With the true pastoral hospitality, she asked us to sit down and drink whisky. She is religious, and though the kirk is four miles off, probably eight English miles, she goes thither every Sunday. We gave her a shilling, and she begged snuff; for snuff is the luxury of a Highland cottage.

Soon afterwards we came to the General's Hut, so called because it was the temporary abode of Wade, while he superintended the works upon the road. It is now a house of entertainment for passengers, and we found it not ill stocked with provisions.

FALL OF FIERS

Towards evening we crossed, by a bridge, the river which makes the celebrated fall of Fiers. The country at the bridge strikes the imagination with all the gloom and grandeur of Siberian solitude. The way makes a flexure, and the mountains, covered with trees, rise at once on the left hand and in the front. We desired our guides to shew us the fall, and dismounting, clambered over very rugged crags, till I began to wish that our curiosity might have been gratified with less trouble and danger. We came at last to a place where we could overlook the river, and saw a channel torn, as it seems, through black piles of stone, by which the stream is obstructed and broken, till it comes to a very steep descent, of such dreadful depth, that we were naturally inclined to turn aside our eyes.

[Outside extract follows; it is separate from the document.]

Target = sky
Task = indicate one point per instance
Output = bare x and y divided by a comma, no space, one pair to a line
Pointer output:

But we visited the place at an unseasonable time, and found it divested of its dignity and terror. Nature never gives every thing at once. A long continuance of dry weather, which made the rest of the way easy and delightful, deprived us of the pleasure expected from the fall of Fiers. The river having now no water but what the springs supply, showed us only a swift current, clear and shallow, fretting over the asperities of the rocky bottom, and we were left to exercise our thoughts, by endeavouring to conceive the effect of a thousand streams poured from the mountains into one channel, struggling for expansion in a narrow passage, exasperated by rocks rising in their way, and at last discharging all their violence of waters by a sudden fall through the horrid chasm.

The way now grew less easy, descending by an uneven declivity, but without either dirt or danger. We did not arrive at Fort Augustus till it was late. Mr. Boswell, who, between his father's merit and his own, is sure of reception wherever he comes, sent a servant before to beg admission and entertainment for that night. Mr. Trapaud, the governor, treated us with that courtesy which is so closely connected with the military character. He came out to meet us beyond the gates, and apologized that, at so late an hour, the rules of a garrison suffered him to give us entrance only at the postern.